# Ik wil je kussen onder de sterren (underneath)



## UK2NL

How do you say "Underneath".
Ik wil zeggen -

"Laten we naar het park gaan, Ik wil je (Underneath) de steren kussen"


Let's go to the park, I want to kiss you underneath the stars.

Dank u wel.!


----------



## Frank06

Hi,



UK2NL said:


> "Laten we naar het park gaan, *i*k wil je (Underneath) de ste*r*ren kussen*.*"



_Underneath_ can be translated by _onder_. But in this particular case I'd go for  _onder de sterren*hemel*_ rather than just _onder de sterren_.

Groetjes,

Frank


----------



## UK2NL

Hello,

Thanks for the answer!

Just one question - Sterren is stars, how do you translate the addition "Hemel"

Shine perhaps??
Thanks, 

and if this is the word for shine, can it be used in the same with with "Zon" or "Man" for example? zonhemel?

lol no idea if it even means shine, but thanks anyway.

Chris.


----------



## Frank06

Hi,

I am sorry, I should have explained the word.


UK2NL said:


> Just one question - Sterren is stars, how do you translate the addition "Hemel"


- Hemel means sky (or heaven, but not in this sentence).
 - Zonnehemel does exist too, but that's something completely different.
- Shine could be translated as schijn, but we'd say maneschaan and zonneschijn. Sterrenschijn strikes me as very odd (though theoretically possible).

Groetjes,

Frank


----------



## Joannes

*Hemel* means 'sky' (and 'heaven'). You cannot say *zonnehemel* or *manehemel*, because I guess what is understood with *sterrenhemel* is that it is a sky full of stars (imagine one full of suns / moons..).

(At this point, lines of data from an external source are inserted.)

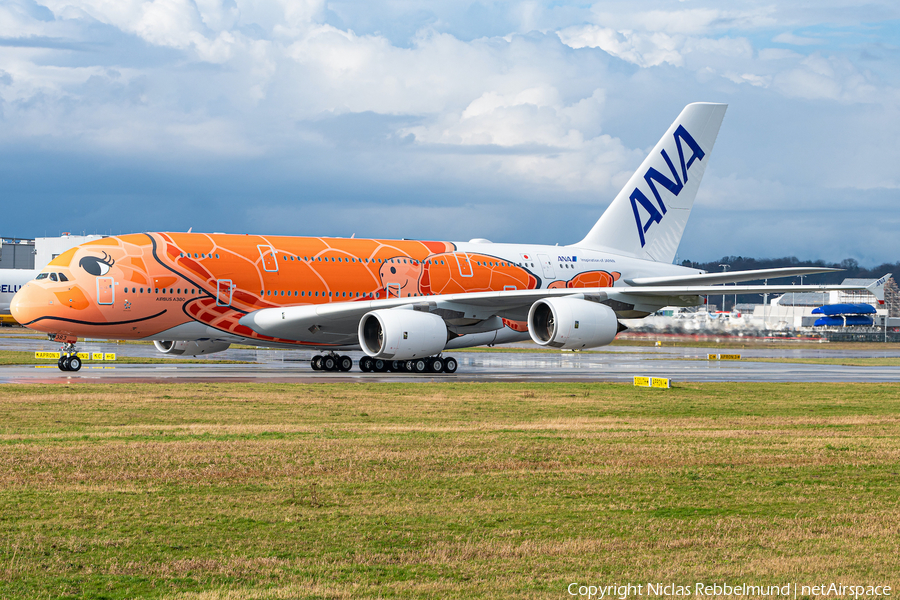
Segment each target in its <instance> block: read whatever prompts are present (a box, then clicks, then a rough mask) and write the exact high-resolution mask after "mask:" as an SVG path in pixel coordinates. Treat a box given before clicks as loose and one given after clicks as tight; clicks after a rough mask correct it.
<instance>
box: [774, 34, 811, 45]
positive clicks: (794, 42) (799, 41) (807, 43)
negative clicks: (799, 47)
mask: <svg viewBox="0 0 900 600" xmlns="http://www.w3.org/2000/svg"><path fill="white" fill-rule="evenodd" d="M772 41H773V42H778V43H779V44H791V45H792V46H818V45H820V44H822V40H820V39H818V38H811V37H803V36H799V35H794V34H793V33H791V32H790V31H785V32H784V33H779V34H778V35H776V36H775V37H774V38H772Z"/></svg>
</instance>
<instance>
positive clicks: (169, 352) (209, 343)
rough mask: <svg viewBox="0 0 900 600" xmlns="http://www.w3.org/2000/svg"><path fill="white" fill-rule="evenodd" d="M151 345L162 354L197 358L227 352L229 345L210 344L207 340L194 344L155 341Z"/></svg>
mask: <svg viewBox="0 0 900 600" xmlns="http://www.w3.org/2000/svg"><path fill="white" fill-rule="evenodd" d="M153 345H154V346H156V349H157V350H159V351H160V352H162V353H163V354H172V355H174V356H180V355H182V354H187V355H188V356H197V355H198V354H213V353H214V352H222V351H223V350H228V347H229V346H230V345H231V344H229V343H228V342H211V341H209V340H204V341H196V342H173V341H169V340H165V341H155V342H153Z"/></svg>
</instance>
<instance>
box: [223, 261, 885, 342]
mask: <svg viewBox="0 0 900 600" xmlns="http://www.w3.org/2000/svg"><path fill="white" fill-rule="evenodd" d="M887 277H889V275H886V276H885V277H882V278H881V279H879V280H878V281H876V282H875V283H873V284H872V285H871V286H869V288H868V289H869V290H870V291H872V292H873V293H875V294H876V297H878V298H879V300H882V299H883V298H884V294H883V285H884V281H885V280H886V279H887ZM879 282H880V283H879ZM859 289H864V288H860V287H859V286H852V285H749V286H748V285H743V286H740V285H729V286H722V285H655V286H617V287H611V288H559V289H537V290H504V291H494V292H471V293H465V294H444V295H436V296H416V297H408V298H386V299H383V300H366V301H354V302H337V303H331V304H320V305H306V306H285V307H282V308H264V309H261V310H257V311H254V312H251V313H248V314H247V315H244V317H242V318H241V325H244V326H246V327H249V328H250V329H252V330H254V331H256V332H257V333H260V334H262V335H268V336H272V337H278V338H282V339H292V340H307V341H308V340H310V339H317V340H321V341H322V342H323V343H337V342H338V341H340V340H346V339H347V338H348V337H352V336H355V335H356V333H357V328H358V326H359V321H360V319H362V317H363V316H364V315H366V314H367V313H369V312H370V311H373V310H380V309H410V310H420V311H425V312H431V313H434V314H437V315H439V316H441V317H442V318H443V319H444V320H445V321H447V322H448V324H456V325H458V326H461V327H466V326H471V325H473V324H475V323H479V322H484V321H487V320H488V319H491V318H492V317H501V318H505V319H511V320H515V321H525V320H526V319H527V317H528V310H529V308H530V307H531V305H532V304H533V303H534V302H535V301H537V300H540V299H543V298H552V297H562V296H574V297H579V298H585V299H588V300H591V301H594V302H601V303H604V304H608V305H609V306H610V307H611V308H612V309H613V310H615V311H616V314H617V315H618V316H619V317H620V318H634V317H640V316H644V315H646V314H648V313H652V312H655V311H656V310H659V309H660V308H662V307H664V306H696V305H699V304H701V303H702V300H701V296H707V295H718V294H729V295H730V294H780V293H788V292H826V291H831V290H859ZM879 292H880V295H879Z"/></svg>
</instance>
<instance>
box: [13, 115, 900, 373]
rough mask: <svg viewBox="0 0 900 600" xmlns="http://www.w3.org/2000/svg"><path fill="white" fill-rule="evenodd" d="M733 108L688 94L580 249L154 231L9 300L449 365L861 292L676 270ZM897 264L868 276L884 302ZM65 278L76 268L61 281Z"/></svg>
mask: <svg viewBox="0 0 900 600" xmlns="http://www.w3.org/2000/svg"><path fill="white" fill-rule="evenodd" d="M726 108H727V105H725V104H715V103H694V104H689V105H688V106H686V107H685V108H684V110H683V111H682V112H681V114H679V116H678V118H677V119H676V120H675V121H674V123H672V125H671V126H670V127H669V129H668V130H667V131H666V133H665V134H664V135H663V137H662V138H661V139H660V140H659V142H658V143H657V144H656V146H655V147H654V149H653V150H652V151H651V152H650V154H649V156H648V157H647V158H646V159H645V160H644V162H643V163H642V164H641V166H640V167H639V168H638V170H637V171H636V172H635V173H634V174H633V175H632V177H631V178H630V179H629V180H628V183H627V184H626V185H625V187H624V188H623V189H622V191H620V192H619V194H618V195H617V196H616V197H615V198H614V199H613V201H612V203H611V204H610V205H609V207H608V208H607V209H606V211H605V212H604V213H603V214H602V216H601V217H600V219H599V220H598V221H597V222H596V224H594V226H593V227H592V228H591V230H590V231H589V232H588V233H587V235H586V236H585V237H584V238H583V239H582V240H581V241H579V242H577V243H574V244H572V245H569V246H561V247H560V246H544V245H537V244H500V243H491V242H489V241H488V240H484V239H475V240H470V241H469V242H437V241H419V240H382V239H356V238H319V237H291V236H267V235H250V234H243V235H240V234H237V235H235V234H219V233H212V234H206V233H191V232H188V233H177V232H168V233H161V232H151V233H139V234H129V235H119V236H112V237H106V238H103V239H100V240H95V241H91V242H88V243H85V244H82V245H79V246H76V247H75V248H72V249H71V250H69V251H67V252H65V253H63V254H61V255H60V256H58V257H57V258H56V259H54V260H52V261H51V262H50V264H49V265H48V266H47V267H45V268H44V269H42V271H41V273H40V274H39V275H38V276H37V278H36V279H34V280H32V281H31V282H29V283H28V284H26V285H25V286H24V287H23V288H22V289H21V290H19V292H18V293H17V294H16V296H15V298H14V299H13V302H12V306H11V311H12V314H13V316H14V317H15V318H16V320H17V321H18V322H19V323H22V324H23V325H25V326H26V327H29V328H31V329H34V330H37V331H42V332H45V333H47V334H49V335H50V337H51V339H55V340H57V341H59V342H61V343H62V344H63V347H62V353H61V358H60V359H59V368H60V369H62V370H64V371H77V370H78V369H80V368H81V360H80V359H79V358H78V356H77V353H76V347H75V345H76V342H77V340H78V337H90V338H98V339H116V340H152V341H153V343H154V344H155V346H156V348H157V349H158V350H159V351H161V352H163V353H166V354H171V355H181V354H185V355H201V354H209V353H214V352H220V351H222V350H225V349H226V348H228V347H229V345H230V344H233V343H244V344H251V345H255V346H261V347H277V348H303V349H309V350H315V351H318V352H321V354H316V355H315V356H314V357H313V359H312V361H311V364H312V368H313V369H315V370H325V371H349V370H350V369H352V368H353V360H352V359H351V357H349V356H347V355H342V354H341V353H342V352H346V351H354V350H356V351H358V350H362V351H363V353H364V356H363V357H362V358H361V359H360V360H359V368H360V369H361V370H362V371H365V372H371V371H377V372H384V371H412V372H417V373H423V372H433V373H439V372H445V373H452V372H455V371H456V369H457V366H458V363H457V361H456V359H454V358H453V357H452V356H449V355H446V354H444V353H445V352H446V351H448V350H452V349H458V348H465V347H472V346H481V345H496V344H504V343H511V342H521V341H526V340H529V339H530V340H532V341H534V342H535V343H536V344H538V345H540V346H545V347H549V348H558V349H584V348H594V347H599V346H604V345H607V344H609V343H611V342H612V341H613V340H614V339H615V337H616V335H617V334H618V333H619V332H620V331H622V330H624V329H626V327H625V326H624V325H622V324H621V323H620V321H619V320H620V319H634V318H641V317H645V316H647V315H649V314H652V313H654V312H656V311H657V310H659V309H660V308H662V307H665V306H698V305H701V304H702V303H703V302H704V296H706V295H710V294H721V293H722V292H723V291H726V292H727V293H728V294H762V293H769V294H771V293H783V292H801V291H825V290H838V289H846V290H857V289H860V288H858V287H855V286H840V285H830V286H823V285H799V286H795V285H787V286H785V285H780V286H779V285H772V286H759V285H749V286H738V285H730V286H728V287H727V288H724V289H723V285H722V284H725V283H729V284H736V283H739V282H742V281H751V280H759V279H765V278H776V277H788V276H797V275H809V274H815V273H823V272H827V271H830V270H832V269H826V268H812V267H788V268H776V269H757V270H752V271H737V272H727V273H706V272H704V271H701V270H699V269H694V268H690V267H684V266H678V265H674V264H672V262H673V260H674V258H675V252H676V250H677V249H678V245H679V243H680V241H681V237H682V234H683V233H684V229H685V226H686V224H687V221H688V217H689V215H690V212H691V207H692V206H693V203H694V198H695V197H696V195H697V189H698V187H699V185H700V181H701V179H702V177H703V173H704V172H705V170H706V167H707V165H708V163H709V158H710V153H711V151H712V148H713V144H714V143H715V140H716V137H717V136H718V132H719V127H720V125H721V123H722V120H723V118H724V116H725V110H726ZM887 277H888V276H885V277H883V278H882V279H880V280H879V281H878V282H876V283H875V284H872V286H870V287H869V289H870V291H872V292H873V293H874V294H875V295H876V297H878V298H879V300H882V301H883V298H884V294H883V285H884V281H885V280H886V279H887ZM63 278H65V280H63Z"/></svg>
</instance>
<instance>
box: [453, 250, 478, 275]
mask: <svg viewBox="0 0 900 600" xmlns="http://www.w3.org/2000/svg"><path fill="white" fill-rule="evenodd" d="M460 256H462V260H460ZM453 258H455V259H456V266H457V267H458V268H459V275H460V277H471V276H472V275H474V274H475V273H473V272H472V261H470V260H469V255H468V254H466V253H465V252H454V253H453Z"/></svg>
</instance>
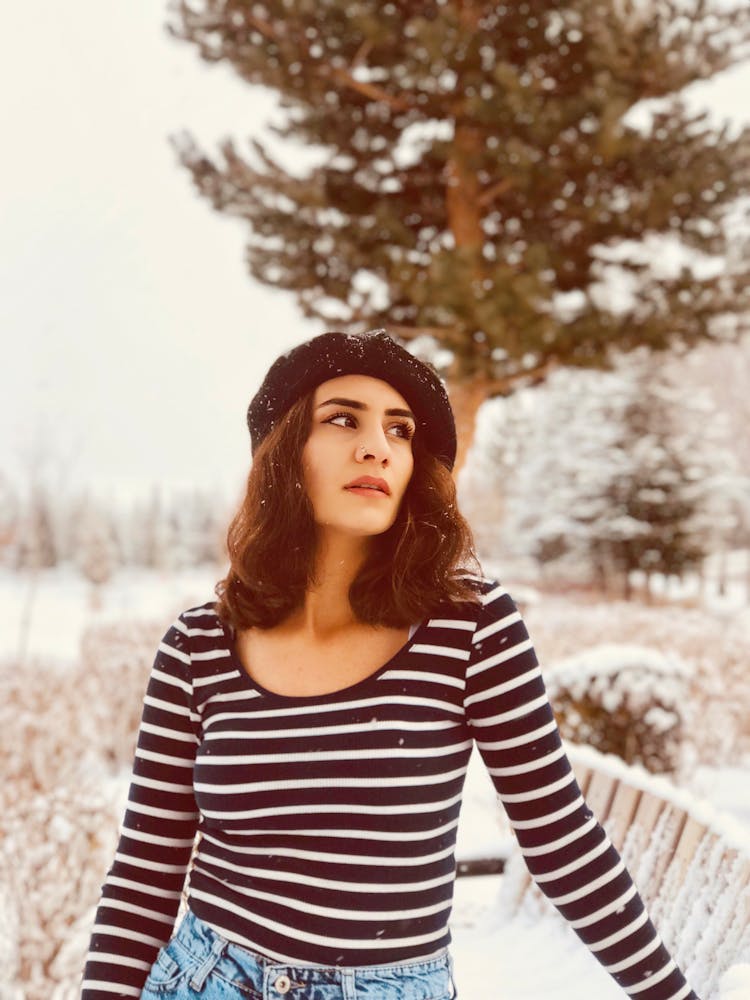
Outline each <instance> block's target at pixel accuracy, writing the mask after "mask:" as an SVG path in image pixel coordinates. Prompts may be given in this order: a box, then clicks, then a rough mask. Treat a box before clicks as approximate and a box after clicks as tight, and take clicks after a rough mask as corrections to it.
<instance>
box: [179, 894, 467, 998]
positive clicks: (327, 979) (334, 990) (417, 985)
mask: <svg viewBox="0 0 750 1000" xmlns="http://www.w3.org/2000/svg"><path fill="white" fill-rule="evenodd" d="M169 950H170V951H171V952H172V954H173V955H174V956H175V957H176V958H178V962H179V964H180V966H182V967H183V968H189V970H190V975H189V976H188V980H189V983H190V986H191V987H192V989H194V990H199V991H200V990H202V989H203V987H204V985H205V982H206V980H207V978H208V977H209V975H211V974H214V975H215V976H217V977H219V979H221V980H223V982H224V983H225V984H227V985H233V986H235V987H236V988H237V989H238V991H240V994H241V995H242V996H244V997H248V998H249V1000H253V998H255V997H257V998H262V1000H303V998H304V1000H308V998H311V997H314V998H316V1000H317V998H320V1000H338V998H341V1000H370V998H372V1000H432V998H433V997H434V998H435V1000H442V998H443V997H452V996H453V995H454V988H453V986H452V975H451V972H452V963H451V959H450V955H449V953H448V949H447V948H444V949H442V950H441V951H440V952H438V953H437V954H435V955H432V956H430V957H429V958H425V959H417V960H415V961H408V962H399V963H395V964H392V965H369V966H356V967H354V968H345V967H339V966H320V965H297V964H295V963H289V962H283V961H278V960H276V959H274V958H269V957H268V956H266V955H261V954H258V953H256V952H253V951H250V950H249V949H247V948H244V947H243V946H241V945H238V944H235V943H234V942H232V941H229V940H228V939H227V938H225V937H223V936H222V935H221V934H219V933H218V932H217V931H215V930H214V929H213V928H212V927H211V926H209V924H207V923H206V922H205V921H203V920H201V919H200V918H199V917H197V916H196V915H195V914H194V913H193V912H192V911H191V910H188V911H187V913H186V915H185V916H184V918H183V919H182V921H181V923H180V926H179V928H178V930H177V933H176V934H175V936H174V937H173V938H172V940H171V941H170V944H169ZM177 951H178V952H179V953H180V954H179V957H178V956H177V954H176V952H177ZM436 990H437V992H436Z"/></svg>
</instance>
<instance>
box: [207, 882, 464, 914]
mask: <svg viewBox="0 0 750 1000" xmlns="http://www.w3.org/2000/svg"><path fill="white" fill-rule="evenodd" d="M203 874H204V876H206V877H208V878H212V879H213V881H215V882H219V883H220V882H221V880H220V879H217V878H216V877H215V876H212V875H211V873H210V872H205V871H204V872H203ZM232 888H233V890H234V892H235V893H237V894H238V895H241V896H247V897H249V898H250V899H263V900H265V901H266V902H268V903H275V904H276V905H277V906H282V907H284V908H285V909H287V910H293V911H295V912H297V913H305V914H308V913H309V914H314V915H315V916H318V917H324V918H328V919H330V920H347V921H350V922H351V923H352V924H355V923H357V922H358V921H368V920H378V921H382V922H383V923H385V924H387V923H389V922H392V921H393V922H400V921H401V920H406V919H418V918H419V917H428V916H432V914H434V913H442V912H443V911H446V910H450V907H451V900H450V899H443V900H441V901H440V902H438V903H430V904H429V905H428V906H417V907H413V908H409V907H405V906H403V905H400V906H399V907H398V909H394V910H351V909H346V908H345V907H344V906H343V905H342V904H341V903H339V904H338V905H336V906H320V905H319V904H317V903H312V902H310V900H304V899H295V897H294V895H293V894H292V893H290V892H288V891H283V890H282V892H283V894H282V895H281V896H279V895H277V894H276V893H272V892H264V891H263V890H262V889H259V888H258V886H257V885H253V886H243V885H234V886H232ZM367 890H368V887H364V892H362V893H360V896H361V895H364V894H366V892H367ZM191 895H192V893H191ZM197 895H198V896H200V895H201V893H200V892H199V893H197ZM219 898H220V897H219ZM225 906H226V902H224V903H223V904H222V908H223V907H225ZM239 912H243V911H242V910H241V909H240V911H239ZM245 912H247V911H245ZM251 912H253V919H255V920H257V919H258V914H257V909H256V908H255V907H251Z"/></svg>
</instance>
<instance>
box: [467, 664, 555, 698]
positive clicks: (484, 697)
mask: <svg viewBox="0 0 750 1000" xmlns="http://www.w3.org/2000/svg"><path fill="white" fill-rule="evenodd" d="M541 676H542V668H541V667H540V666H536V667H533V668H532V669H531V670H527V671H526V673H525V674H519V675H518V677H512V678H511V679H510V680H509V681H503V683H502V684H496V685H495V686H494V687H491V688H488V689H487V690H486V691H478V692H477V693H476V694H472V695H470V696H469V697H468V698H466V699H465V700H464V705H466V707H467V708H468V707H469V705H473V704H474V703H475V702H478V701H487V700H488V699H489V698H496V697H497V696H498V695H501V694H505V693H506V691H513V690H515V688H519V687H523V686H524V684H528V683H529V682H530V681H533V680H536V678H537V677H541Z"/></svg>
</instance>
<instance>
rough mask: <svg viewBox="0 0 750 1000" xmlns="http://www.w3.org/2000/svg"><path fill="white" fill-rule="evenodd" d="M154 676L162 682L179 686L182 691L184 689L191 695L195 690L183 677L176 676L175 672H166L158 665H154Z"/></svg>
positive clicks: (153, 675) (166, 683)
mask: <svg viewBox="0 0 750 1000" xmlns="http://www.w3.org/2000/svg"><path fill="white" fill-rule="evenodd" d="M152 676H154V677H155V678H156V679H157V680H159V681H161V682H162V684H171V685H172V687H178V688H179V689H180V690H181V691H184V692H185V694H186V695H188V696H190V695H191V694H192V693H193V691H192V688H191V686H190V684H188V682H187V681H184V680H183V679H182V678H181V677H175V676H174V675H173V674H168V673H165V671H163V670H159V668H158V667H154V668H153V670H152Z"/></svg>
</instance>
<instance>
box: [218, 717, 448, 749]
mask: <svg viewBox="0 0 750 1000" xmlns="http://www.w3.org/2000/svg"><path fill="white" fill-rule="evenodd" d="M235 717H240V714H239V713H238V714H237V716H230V718H235ZM241 717H242V718H247V719H252V715H251V714H249V713H248V714H246V715H245V714H242V716H241ZM211 721H213V720H211ZM458 725H459V723H458V722H451V721H450V719H445V720H437V721H434V722H427V721H425V722H407V721H405V720H392V721H386V720H384V721H383V722H378V723H377V724H376V725H374V724H372V723H370V722H364V723H363V722H351V723H347V724H346V725H340V726H307V727H305V728H304V729H252V730H251V729H222V730H221V731H220V732H211V731H210V730H209V731H208V732H207V733H206V735H205V739H206V740H243V739H244V740H273V741H274V742H276V741H277V740H282V739H295V738H296V737H298V736H318V737H324V736H334V735H338V734H339V733H367V732H372V731H373V729H375V728H377V730H378V732H381V733H387V732H401V731H402V730H403V731H405V732H417V733H429V732H439V731H440V730H443V729H456V728H457V726H458Z"/></svg>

'Shine' would be *schijn*; so you'd have *zonneschijn* 'sunshine' and *maneschijn* 'moonlight' -- *sterrenschijn* sounds odd though, I'd rather say *sterrenlicht* or a periphrastic *het licht van de sterren*.

Edit: Ok, very happy to confirm everything you've said, Frank. 
Didn't know there where people that say *zonnehemel* to refer to a *zonnebank* though.


----------



## HKK

I don't really see what's wrong with "onder de sterren". For example, when the weather is warm and there's no wind, one could imagine sleeping under the stars, "onder de sterren slapen".

About kussen, I have never liked this word. I think it sounds too matter-of-factly and not very romantic at all. On the other hand "zoenen" feels like a very Netherlands-Dutch word, and suited better for kissing a family member or friend on the cheek than for a lover's kiss. If I'm the only one who thinks so then I guess this is an off-topic comment (for which my potential apologies), but maybe some of you have the same or different connotations so we can discuss them.


----------



## Frank06

Hi,


HKK said:


> I don't really see what's wrong with "onder de sterren". For example, when the weather is warm and there's no wind, one could imagine sleeping under the stars, "onder de sterren slapen".


Sleeping, yes, but kissing??? ;-).
Sterrenhemel sounds a bit more romantic than just 'onder de sterren', no? .

Groetjes,

Frank


----------



## MaxJ

I would also go for sterrenhemel. Sterrenhemel sounds much better.


----------



## Joannes

HKK said:


> About kussen, I have never liked this word. I think it sounds too matter-of-factly and not very romantic at all. On the other hand "zoenen" feels like a very Netherlands-Dutch word, and suited better for kissing a family member or friend on the cheek than for a lover's kiss. If I'm the only one who thinks so then I guess this is an off-topic comment (for which my potential apologies), but maybe some of you have the same or different connotations so we can discuss them.


Yes, *zoenen* does sound Netherlandic Dutch but maybe that's fine for UK2NL . I don't think it suits better for kissing a family member on the cheeck though. I think if Low Lands' summers were actually warm and light pollution wouldn't prevent people from seeing the stars , I think many Dutch would find themselves a nice field to engage in *lekker liggen zoenen onder de sterrenhemel* (with someone else than a family member and not just on their cheeck ).


----------



## UK2NL

Thanks to everyone! 
They are all really thoughtful answers as yes I was trying to put a romantic tone into the sentance.
I did only start to learn Dutch 3 days ago, so I am nowhere near being capable of knowing which words convey which feelings more strongly.
But I hope in time I'll get there 

Thanks to everyone,

Chris.


----------